CLIP colloquium: Nathan Schneider (Georgetown)

Time: 
Wednesday, September 21, 2016 - 11:00 AM to 12:00 PM
Location: 
3258 AV Williams Bldg

The Ins and Outs of Preposition Semantics: Challenges of Coverage and Cross-linguistic Adequacy

In most accounts of semantics, prepositions fly under the radar. I will argue that they should instead be put front and center given their crucial status as linkers of meaning—whether for spatial and temporal relations, for predicate-driven roles, or in special constructions. To that end, we have sought to characterize semantic functions expressed by prepositions in English, and similar markers in other languages. One central challenge is coverage: in order to comprehensively annotate prepositions in a corpus, we have found it necessary to develop and document a rich hierarchy of semantic functions (Srikumar & Roth 2013; Schneider et al. 2015, 2016). Another central challenge is cross-linguistic adequacy: we see that certain functions are expressed with adpositions in some languages but not others, and languages differ in how functions are grouped under each adposition (making them especially difficult for second language learners and machine translation systems). We have released an English corpus comprehensively annotated with preposition functions (http://tiny.cc/prepwiki), and are currently annotating parallel text in Korean, Hindi, and Hebrew to investigate cross-linguistic similarities and differences with respect to adposition/case semantics.
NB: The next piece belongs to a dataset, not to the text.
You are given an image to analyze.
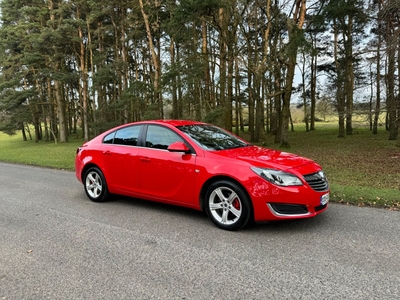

This is joint work with Vivek Srikumar, Jena Hwang, Archna Bhatia, Na-Rae Han, Meredith Green, Abhijit Suresh, Kathryn Conger, Tim O’Gorman, and Martha Palmer.

Bio

Nathan Schneider is an annotation schemer and computational modeler for natural language. As Assistant Professor of Linguistics and Computer Science at Georgetown University, he looks for synergies between practical language technologies and the scientific study of language. He specializes in broad-coverage semantic analysis: designing linguistic meaning representations, annotating them in corpora, and automating them with statistical natural language processing techniques. A central focus in this research is the nexus between grammar and lexicon as manifested in multiword expressions and adpositions/case markers. He has inhabited UC Berkeley (BA in Computer Science and Linguistics), Carnegie Mellon University (Ph.D. in Language Technologies), and the University of Edinburgh (postdoc). Now a Hoya, he continues to play with data and algorithms for linguistic meaning.